The Leopard, by Giuseppe di Lampedusa

Jun 4, 2014 | 0 comments

Many people who see this post will have read The Leopard – I read it for the first time in 1982 and have gone back to it several times in the past 30+ years.  For me it is one of the few novels that is truly unforgettable.

Set in Sicily in 1860 during the Risorgimento, it was rejected twice and was only published a year after the author’s death in 1957.  The protagonist is Prince Fabrizio Salina, an old-school Sicilian aristocrat.

Garibaldi and his volunteer army have landed in Sicily to start a revolution in the south, to widen the movement for Italian unification, and to march on Rome. The Leopard relates the struggle of the Sicilian aristocracy to survive in the face of societal change.  As Fabrizio says:  “Change everything just a little so as to keep everything exactly the same.”

Although this is not a plot-driven novel I don’t intend to give away the plot, as a courtesy to those who have not yet read it.  I would like to be able read it (Il Gattopardo) in its original Italian;  there have been minor criticisms of Archibald Colquhoun’s English translation but I am not in a position to find fault with it, and I find his choice of  language superb.

I want to repeat a particularly well chosen paragraph originally selected by Richard Horton in his 1997 review of The Leopard.  It deals with the courtship of Fabrizio’s nephew Tancredi and his lovely Angelica.  Observe its elegance and depth.
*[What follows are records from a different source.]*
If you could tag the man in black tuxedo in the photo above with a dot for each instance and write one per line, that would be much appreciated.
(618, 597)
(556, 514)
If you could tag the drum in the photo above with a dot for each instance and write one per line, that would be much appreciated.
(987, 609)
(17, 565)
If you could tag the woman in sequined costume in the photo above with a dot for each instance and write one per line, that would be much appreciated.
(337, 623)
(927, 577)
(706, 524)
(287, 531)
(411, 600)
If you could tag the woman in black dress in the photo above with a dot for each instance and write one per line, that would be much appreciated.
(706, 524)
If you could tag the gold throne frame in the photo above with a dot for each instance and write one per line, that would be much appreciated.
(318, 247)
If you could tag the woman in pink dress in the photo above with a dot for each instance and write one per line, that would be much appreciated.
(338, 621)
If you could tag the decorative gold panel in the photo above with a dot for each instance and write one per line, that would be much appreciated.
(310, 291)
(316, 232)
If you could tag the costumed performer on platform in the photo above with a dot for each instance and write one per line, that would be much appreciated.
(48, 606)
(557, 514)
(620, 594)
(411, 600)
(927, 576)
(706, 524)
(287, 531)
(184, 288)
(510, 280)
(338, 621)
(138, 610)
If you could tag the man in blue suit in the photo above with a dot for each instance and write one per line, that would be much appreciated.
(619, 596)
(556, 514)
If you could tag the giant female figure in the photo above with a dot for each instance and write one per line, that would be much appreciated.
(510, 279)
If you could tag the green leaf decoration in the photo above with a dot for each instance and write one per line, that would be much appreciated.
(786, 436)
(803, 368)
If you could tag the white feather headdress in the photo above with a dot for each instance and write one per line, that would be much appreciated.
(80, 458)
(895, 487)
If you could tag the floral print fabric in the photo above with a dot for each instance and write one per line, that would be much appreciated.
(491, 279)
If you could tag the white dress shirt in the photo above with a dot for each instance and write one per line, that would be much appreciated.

“Those were the best days in the life of Tancredi and Angelica, lives later to be so variegated, so erring, against the inevitable background of sorrows. But that they did not know then; and they were pursuing a future which they deemed more concrete than it turned out to be, made of nothing but smoke and wind. When they were old and uselessly wise their thoughts would go back to those days with insistent regret, they had been days when desire was always present because it was always overcome, when many beds had been offered and refused, when the sensual urge, because restrained, had for one second been sublimated in renunciation, that is into real love. Those days were the preparation for a marriage which, even erotically, was no success; a preparation which, however, was in a way sufficient to itself, exquisite and brief, like those melodies which outlive the forgotten works they belong to and hint in their delicate and veiled gaiety at themes which later in the finished work were to be developed without skill, and fail.”

David Mitchell (author of Cloud Atlas) noted in 2006:  “What makes The Leopard an immortal book is that it kisses perfection full on the mouth.  Its major theme – the workings of mortality – is explored with an intelligence and poignancy rarely equalled and never, to my knowledge, surpassed.”